Kayıplara rağmen, bu kutsal kanlı yaratığı öldüreceklerdi.
Han Sen’i öldürme şansı bulamayan Cennetin Oğlu, hıncını kutsal kanlı yaratıktan çıkarmak zorunda kaldı. Ok üstüne ok, kutsal kan yaratığı daha çok acı çekiyordu ve sertçe uludu.
Yaratık kanayan kanatlarını çırparak dağın zirvesine dönmek istedi ama uçamayacak kadar ağır yaralandı. Çaresiz kanat çırpmasına rağmen hala düşüyordu. Aniden yokuşa uçtu ve parmakları sanki tereyağıymış gibi taşta dört delik açarken pençeleriyle bir taşı kavradı. Kutsal kanlı yaratık daha sıkı kavradı ve dağa tırmanmaya başladı.
“Yukarı çıkmasına izin veremeyiz.” Qin Xuan canavar ruhunu çağırdı ve yaratığın bıraktığı delikleri kullanarak yukarı tırmanan altın bir aslana dönüştü.
Han Sen endişeliydi. Qin Xuan uzaklaşırsa, Cennetin Oğlu’nun hedefi haline gelecekti.
Han Sen aslanın kuyruğunu tutmak için uzandı ve aniden yukarı sürüklendi. Qin Xuan ona sert bir bakış attı ama görmemiş gibi yaptı ve hala kuyruğunu tuttu. Qin Xuan’ın Han Sen’i yenecek zamanı yoktu ve yaratığın peşinden son hızla koştu.
Kutsal kanlı yaratığın atış poligonundan çıktığını gören Cennetin Oğlu yayını ve oklarını kaldırdı ve aniden üç metreden daha uzun boylu siyah bir maymuna dönüştü.
Cennetin Oğlu hızla yokuşa koştu ve diğer dağcılardan çok daha hızlı bir şekilde tırmanmaya başladı. Sanki yerde koşuyor gibiydi.
“Bırak!” diye bağırdı Qin Xuan.
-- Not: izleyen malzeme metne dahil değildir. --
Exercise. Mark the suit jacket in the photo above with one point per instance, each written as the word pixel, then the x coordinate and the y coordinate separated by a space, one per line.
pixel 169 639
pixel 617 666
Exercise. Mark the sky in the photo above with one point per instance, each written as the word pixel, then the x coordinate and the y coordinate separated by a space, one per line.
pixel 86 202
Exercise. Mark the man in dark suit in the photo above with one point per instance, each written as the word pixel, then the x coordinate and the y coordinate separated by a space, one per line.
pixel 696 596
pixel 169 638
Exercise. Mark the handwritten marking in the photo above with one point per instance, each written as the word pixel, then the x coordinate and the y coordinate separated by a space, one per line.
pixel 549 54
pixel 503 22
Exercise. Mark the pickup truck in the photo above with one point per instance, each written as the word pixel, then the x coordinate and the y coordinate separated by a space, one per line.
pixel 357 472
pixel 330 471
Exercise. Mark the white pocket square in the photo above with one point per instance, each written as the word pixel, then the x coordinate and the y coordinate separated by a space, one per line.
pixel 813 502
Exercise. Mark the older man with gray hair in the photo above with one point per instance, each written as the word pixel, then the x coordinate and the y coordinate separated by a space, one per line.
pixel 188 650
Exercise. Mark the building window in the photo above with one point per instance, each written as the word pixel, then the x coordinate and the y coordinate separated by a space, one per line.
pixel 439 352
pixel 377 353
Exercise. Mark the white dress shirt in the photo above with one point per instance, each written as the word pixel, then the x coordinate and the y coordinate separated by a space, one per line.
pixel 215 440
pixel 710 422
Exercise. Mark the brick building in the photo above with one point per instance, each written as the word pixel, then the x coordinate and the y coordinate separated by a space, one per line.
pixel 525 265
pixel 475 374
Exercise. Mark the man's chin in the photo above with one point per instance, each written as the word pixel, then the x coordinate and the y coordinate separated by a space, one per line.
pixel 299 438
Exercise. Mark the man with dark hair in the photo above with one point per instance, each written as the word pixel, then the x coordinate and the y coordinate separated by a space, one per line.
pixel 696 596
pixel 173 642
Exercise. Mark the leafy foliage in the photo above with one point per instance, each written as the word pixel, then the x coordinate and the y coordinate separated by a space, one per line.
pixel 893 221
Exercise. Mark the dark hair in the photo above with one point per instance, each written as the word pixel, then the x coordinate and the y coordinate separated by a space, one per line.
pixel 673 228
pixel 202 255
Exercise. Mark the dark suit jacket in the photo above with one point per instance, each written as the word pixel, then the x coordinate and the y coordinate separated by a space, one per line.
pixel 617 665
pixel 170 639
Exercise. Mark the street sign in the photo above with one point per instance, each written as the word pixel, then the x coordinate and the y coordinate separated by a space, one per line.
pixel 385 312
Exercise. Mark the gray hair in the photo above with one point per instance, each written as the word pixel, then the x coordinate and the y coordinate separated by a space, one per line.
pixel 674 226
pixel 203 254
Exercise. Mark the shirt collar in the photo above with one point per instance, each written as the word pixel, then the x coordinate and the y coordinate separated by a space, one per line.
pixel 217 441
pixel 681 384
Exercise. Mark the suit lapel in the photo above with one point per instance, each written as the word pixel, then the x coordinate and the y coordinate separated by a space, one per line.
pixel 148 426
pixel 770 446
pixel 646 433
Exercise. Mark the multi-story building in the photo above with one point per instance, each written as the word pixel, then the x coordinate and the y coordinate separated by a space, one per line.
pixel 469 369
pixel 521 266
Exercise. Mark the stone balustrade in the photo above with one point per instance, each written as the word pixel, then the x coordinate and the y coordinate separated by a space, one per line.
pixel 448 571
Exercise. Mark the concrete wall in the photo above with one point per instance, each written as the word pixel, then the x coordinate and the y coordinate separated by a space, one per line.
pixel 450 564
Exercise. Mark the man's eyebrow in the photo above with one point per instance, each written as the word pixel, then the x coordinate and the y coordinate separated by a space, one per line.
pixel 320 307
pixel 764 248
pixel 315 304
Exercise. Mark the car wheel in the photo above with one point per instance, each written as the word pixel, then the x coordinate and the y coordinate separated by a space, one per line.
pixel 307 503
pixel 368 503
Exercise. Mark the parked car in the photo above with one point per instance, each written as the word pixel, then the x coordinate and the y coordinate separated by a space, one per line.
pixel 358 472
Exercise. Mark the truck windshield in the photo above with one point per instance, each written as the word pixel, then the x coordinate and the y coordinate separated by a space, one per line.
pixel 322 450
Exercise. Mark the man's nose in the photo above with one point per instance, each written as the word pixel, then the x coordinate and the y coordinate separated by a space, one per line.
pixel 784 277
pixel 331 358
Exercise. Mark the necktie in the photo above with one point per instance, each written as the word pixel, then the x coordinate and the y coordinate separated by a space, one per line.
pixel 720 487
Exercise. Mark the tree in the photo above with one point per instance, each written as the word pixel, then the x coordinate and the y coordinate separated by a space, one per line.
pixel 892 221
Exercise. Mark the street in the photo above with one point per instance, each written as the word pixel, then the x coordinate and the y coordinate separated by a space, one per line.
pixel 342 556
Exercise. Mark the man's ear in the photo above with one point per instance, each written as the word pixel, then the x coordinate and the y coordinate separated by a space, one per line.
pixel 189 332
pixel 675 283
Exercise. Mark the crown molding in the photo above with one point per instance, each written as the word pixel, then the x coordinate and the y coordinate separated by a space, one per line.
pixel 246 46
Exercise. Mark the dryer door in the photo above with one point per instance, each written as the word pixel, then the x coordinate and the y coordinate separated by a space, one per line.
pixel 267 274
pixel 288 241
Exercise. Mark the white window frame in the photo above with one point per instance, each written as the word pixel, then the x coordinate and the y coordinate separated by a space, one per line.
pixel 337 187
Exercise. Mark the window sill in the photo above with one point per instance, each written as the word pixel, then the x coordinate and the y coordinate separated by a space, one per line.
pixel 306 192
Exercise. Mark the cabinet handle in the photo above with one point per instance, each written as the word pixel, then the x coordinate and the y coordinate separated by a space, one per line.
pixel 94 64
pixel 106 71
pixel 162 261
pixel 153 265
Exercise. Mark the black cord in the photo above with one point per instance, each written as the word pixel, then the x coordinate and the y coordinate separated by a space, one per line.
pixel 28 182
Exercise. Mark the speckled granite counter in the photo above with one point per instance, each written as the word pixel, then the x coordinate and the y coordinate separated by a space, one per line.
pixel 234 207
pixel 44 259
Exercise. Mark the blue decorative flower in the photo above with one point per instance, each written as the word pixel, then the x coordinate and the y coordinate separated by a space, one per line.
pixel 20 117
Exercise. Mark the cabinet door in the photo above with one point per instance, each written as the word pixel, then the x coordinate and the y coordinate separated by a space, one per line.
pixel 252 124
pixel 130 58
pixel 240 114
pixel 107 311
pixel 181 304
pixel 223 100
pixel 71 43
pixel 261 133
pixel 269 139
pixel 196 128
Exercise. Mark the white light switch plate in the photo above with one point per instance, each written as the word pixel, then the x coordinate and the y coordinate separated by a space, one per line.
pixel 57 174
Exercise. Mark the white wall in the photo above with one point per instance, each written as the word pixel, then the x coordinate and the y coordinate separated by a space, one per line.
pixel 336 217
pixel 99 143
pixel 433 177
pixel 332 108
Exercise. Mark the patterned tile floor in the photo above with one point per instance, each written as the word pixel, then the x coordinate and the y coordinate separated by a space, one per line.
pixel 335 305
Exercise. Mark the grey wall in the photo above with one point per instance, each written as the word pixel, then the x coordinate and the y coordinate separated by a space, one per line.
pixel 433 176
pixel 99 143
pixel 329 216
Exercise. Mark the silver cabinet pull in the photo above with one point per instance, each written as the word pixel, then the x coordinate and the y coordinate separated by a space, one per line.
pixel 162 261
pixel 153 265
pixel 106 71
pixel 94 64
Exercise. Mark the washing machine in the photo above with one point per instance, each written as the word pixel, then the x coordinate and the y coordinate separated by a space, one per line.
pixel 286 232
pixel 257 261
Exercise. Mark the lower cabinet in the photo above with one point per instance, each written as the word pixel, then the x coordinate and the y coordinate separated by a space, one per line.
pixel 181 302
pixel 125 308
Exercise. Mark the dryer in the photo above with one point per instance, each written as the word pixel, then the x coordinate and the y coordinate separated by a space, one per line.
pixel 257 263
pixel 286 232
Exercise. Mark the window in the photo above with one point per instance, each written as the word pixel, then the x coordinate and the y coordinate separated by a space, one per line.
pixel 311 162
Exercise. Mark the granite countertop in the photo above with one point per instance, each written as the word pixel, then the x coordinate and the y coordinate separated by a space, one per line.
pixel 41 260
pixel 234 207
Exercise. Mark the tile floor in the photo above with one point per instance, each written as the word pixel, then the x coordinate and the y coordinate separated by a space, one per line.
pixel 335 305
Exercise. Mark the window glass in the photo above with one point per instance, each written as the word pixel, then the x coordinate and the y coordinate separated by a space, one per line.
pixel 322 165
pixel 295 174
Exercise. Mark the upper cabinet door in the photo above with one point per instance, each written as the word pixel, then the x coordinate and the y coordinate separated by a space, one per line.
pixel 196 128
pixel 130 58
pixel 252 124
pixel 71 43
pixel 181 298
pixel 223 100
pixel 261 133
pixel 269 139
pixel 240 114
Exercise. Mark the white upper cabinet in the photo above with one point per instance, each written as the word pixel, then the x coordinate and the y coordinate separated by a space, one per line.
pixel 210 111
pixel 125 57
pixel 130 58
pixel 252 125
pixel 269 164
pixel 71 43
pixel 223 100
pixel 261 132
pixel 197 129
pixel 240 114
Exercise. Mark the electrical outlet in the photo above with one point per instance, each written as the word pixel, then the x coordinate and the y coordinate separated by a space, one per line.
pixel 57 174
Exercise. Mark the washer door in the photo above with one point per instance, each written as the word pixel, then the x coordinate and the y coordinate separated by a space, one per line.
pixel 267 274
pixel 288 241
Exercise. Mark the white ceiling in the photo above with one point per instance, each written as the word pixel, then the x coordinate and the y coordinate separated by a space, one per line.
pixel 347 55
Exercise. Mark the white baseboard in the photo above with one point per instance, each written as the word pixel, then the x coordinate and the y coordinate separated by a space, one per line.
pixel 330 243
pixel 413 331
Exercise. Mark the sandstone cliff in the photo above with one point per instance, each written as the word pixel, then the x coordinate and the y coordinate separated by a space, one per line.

Han Sen kuyruğunu çekiştirirken kutsal kanlı yaratığa ayak uyduramadı.
Han Sen hızla kuyruğunu bıraktı. Cennetin Oğlu, kutsal kan yaratığını öldürmek için acele ediyordu, bu yüzden Han Sen’e zarar verecek zamanı yoktu.
“Cennetin Oğlu gerçek bir pislik. O kadar güçlü bir mutant canavar ruhuna sahip ki yine de bizi yukarı gönderdi ve bizi tehlikeye attı.” Han Sen, maymunun inanılmaz bir hızla yukarı tırmandığını görünce kıskançlık hissetti.
Kanlı Avcı’ya sahipti ama güçlü yönleri yerde dört nala koşma hızı ve insan ellerinin maharetiydi. Bu kadar dik dağlar için, kanlı avcı asla dört toynakla tırmanamazdı.
Cennetin Oğlu çok geçmeden altın aslan Qin Xuan’ın önüne geçti ve doğrudan kutsal kanlı yaratığın arkasındaydı. Zaten dağın zirvesinde olan yaratık, onu gördüğü gibi Cennetin Oğlu’nu pençeledi.